The opinion states the common law to the same effect at somewhat greater length, and ends (p. 74), “Our conclusion is that till the legislature makes some express provision to the contrary, no recovery can be had of the husband in a case of this sort.” The only subsequent, pertinent legislative action which we find is that now included in sec. 46.10 (2) and (3), Stats., making the husband conditionally liable to the public authorities for the cost of maintenance without purporting to change the common law as it was stated by Mr. Justice Marshall; nor do these statutes purport to impose liability by the husband to his wife or to any party, other than the department, for her support while she is institutionalized. Of course we cannot say why the legislature did not see fit to create a more comprehensive statutory liability. What it did was sufficient to protect the state and it chose to go no further.

The Richardson Case, supra, was decided when insanity was still regarded as a family disgrace, when commitment was almost entirely for confinement only and the stigma of the asylum was strong. Relatives usually made great sacrifices to keep an afflicted person at home and acceded reluctantly to the patient’s removal to an institution. Apparently the legislature was then satisfied with Mr. Justice Marshall’s statement of a husband’s obligation and intentionally declined to change it.
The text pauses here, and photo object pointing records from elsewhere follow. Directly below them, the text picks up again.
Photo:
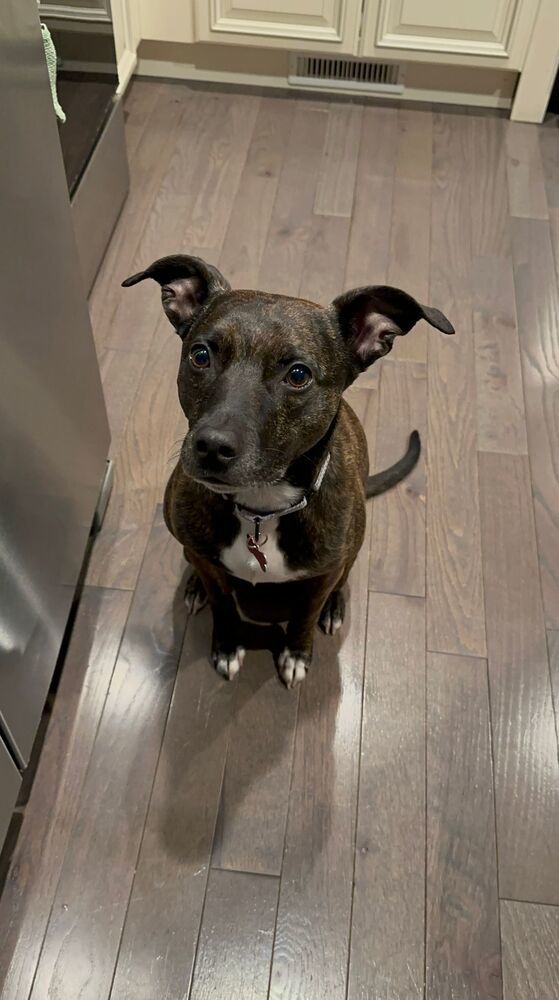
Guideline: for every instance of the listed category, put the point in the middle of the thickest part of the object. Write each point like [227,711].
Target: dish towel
[50,55]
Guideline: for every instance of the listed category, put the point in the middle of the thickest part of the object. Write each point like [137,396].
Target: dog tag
[254,549]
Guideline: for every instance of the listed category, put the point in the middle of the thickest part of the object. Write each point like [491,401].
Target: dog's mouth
[221,486]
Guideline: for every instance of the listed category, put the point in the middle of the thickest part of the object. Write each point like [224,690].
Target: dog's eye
[199,356]
[298,376]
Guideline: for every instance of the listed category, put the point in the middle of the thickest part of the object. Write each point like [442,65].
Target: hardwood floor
[389,831]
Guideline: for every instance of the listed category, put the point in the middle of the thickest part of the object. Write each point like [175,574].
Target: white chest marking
[237,558]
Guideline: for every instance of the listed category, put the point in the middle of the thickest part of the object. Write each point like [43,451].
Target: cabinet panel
[292,24]
[476,27]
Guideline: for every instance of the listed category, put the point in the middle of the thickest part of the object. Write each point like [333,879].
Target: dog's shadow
[238,754]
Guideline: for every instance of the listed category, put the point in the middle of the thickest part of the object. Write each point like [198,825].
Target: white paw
[292,668]
[229,664]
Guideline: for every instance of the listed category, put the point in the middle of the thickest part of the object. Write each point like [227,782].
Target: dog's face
[261,376]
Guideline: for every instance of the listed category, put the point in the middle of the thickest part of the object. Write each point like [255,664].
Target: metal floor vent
[346,74]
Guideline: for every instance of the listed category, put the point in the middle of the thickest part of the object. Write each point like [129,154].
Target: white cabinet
[482,32]
[322,25]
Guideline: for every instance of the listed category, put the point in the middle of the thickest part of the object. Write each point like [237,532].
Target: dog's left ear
[186,283]
[370,318]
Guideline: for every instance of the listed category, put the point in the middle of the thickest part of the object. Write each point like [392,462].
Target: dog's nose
[216,447]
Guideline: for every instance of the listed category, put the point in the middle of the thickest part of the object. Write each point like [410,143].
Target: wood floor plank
[463,957]
[550,163]
[312,933]
[501,418]
[526,184]
[367,259]
[150,435]
[236,938]
[121,372]
[148,167]
[553,652]
[252,209]
[549,153]
[146,451]
[50,812]
[255,797]
[139,308]
[455,612]
[537,305]
[487,166]
[398,533]
[525,748]
[162,924]
[336,181]
[119,547]
[292,217]
[217,177]
[139,104]
[387,937]
[530,951]
[408,265]
[324,264]
[82,939]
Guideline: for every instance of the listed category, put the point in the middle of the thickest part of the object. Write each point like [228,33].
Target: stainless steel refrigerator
[54,435]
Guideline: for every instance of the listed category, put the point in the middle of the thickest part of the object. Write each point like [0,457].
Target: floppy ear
[186,283]
[370,318]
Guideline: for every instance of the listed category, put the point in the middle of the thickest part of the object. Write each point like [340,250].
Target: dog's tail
[383,481]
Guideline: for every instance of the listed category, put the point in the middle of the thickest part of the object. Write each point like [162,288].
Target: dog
[268,496]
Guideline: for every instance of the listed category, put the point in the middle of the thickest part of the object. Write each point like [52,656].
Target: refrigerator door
[54,435]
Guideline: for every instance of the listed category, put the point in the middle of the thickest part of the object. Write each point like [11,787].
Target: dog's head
[261,376]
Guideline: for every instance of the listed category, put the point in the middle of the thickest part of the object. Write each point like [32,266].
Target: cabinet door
[497,29]
[290,24]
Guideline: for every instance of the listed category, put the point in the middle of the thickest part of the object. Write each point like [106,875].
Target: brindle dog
[268,497]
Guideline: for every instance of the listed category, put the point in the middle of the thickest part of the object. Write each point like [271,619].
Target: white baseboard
[187,71]
[127,65]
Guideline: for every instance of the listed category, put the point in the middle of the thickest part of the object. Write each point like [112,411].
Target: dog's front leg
[295,660]
[228,652]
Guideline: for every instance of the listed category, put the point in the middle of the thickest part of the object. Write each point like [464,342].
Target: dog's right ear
[186,284]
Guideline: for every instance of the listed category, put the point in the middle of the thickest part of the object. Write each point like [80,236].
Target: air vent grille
[346,73]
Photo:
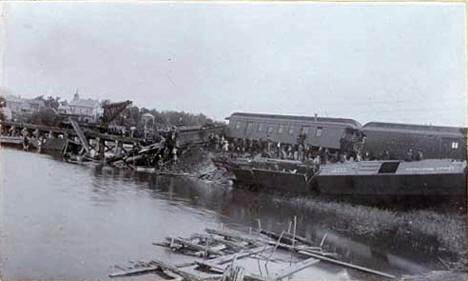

Today mental affliction is regarded as a great misfortune but not a disgrace and the help of the state in the care and possible cure of the patient is increasingly welcomed.

It is not the privilege of the court to abolish old immunities or to create new liabilities. It is the function of the legislature to make such changes if it believes changed conditions require them, and it may, if it chooses to do so, extend by statute the husband’s common-law duty to support his wife notwithstanding the fact that she lives apart from him in an institution to which she has been duly committed.

Appellant places some reliance on sec. 247.095, Stats., which reads:

“247.095 Actions to compel support by husband. Any wife, whose husband fails or refuses, without lawful or reasonable excuse, to provide for the support and maintenance of his wife or minor children, may commence an action in any court having jurisdiction in actions for divorce, to compel such husband to provide for the support and maintenance of herself and such minor children as he may be legally required to support. The court, in such action, may determine and adjudge the amount such husband should reasonably contribute to the support and maintenance of said wife or children and how such sum should be paid. . . .”

The learned trial judge properly disposed of this contention as follows:

“It is true that this statute provides a means of securing the payment of support and maintenance by a wife against her husband when he refuses to support her. However, there must be a legal obligation upon the defendant to support the plaintiff as a condition precedent to the operation of this section. There being no common-law liability for the support of a wife committed to a state institution for the insane, the statutory liability of the husband is governed exclusively by sec. 46.10.”

The lawful excuse of the husband in the present case is that his obligation to support his wife ended when she was committed and ceased to live in the home which he provided.

We have considered respondent’s proposition that the trial court has no jurisdiction over the subject matter. We are convinced that there is jurisdiction but that the complaint has not stated a cause of action.

By the Court. — Order affirmed and cause remanded for further proceedings.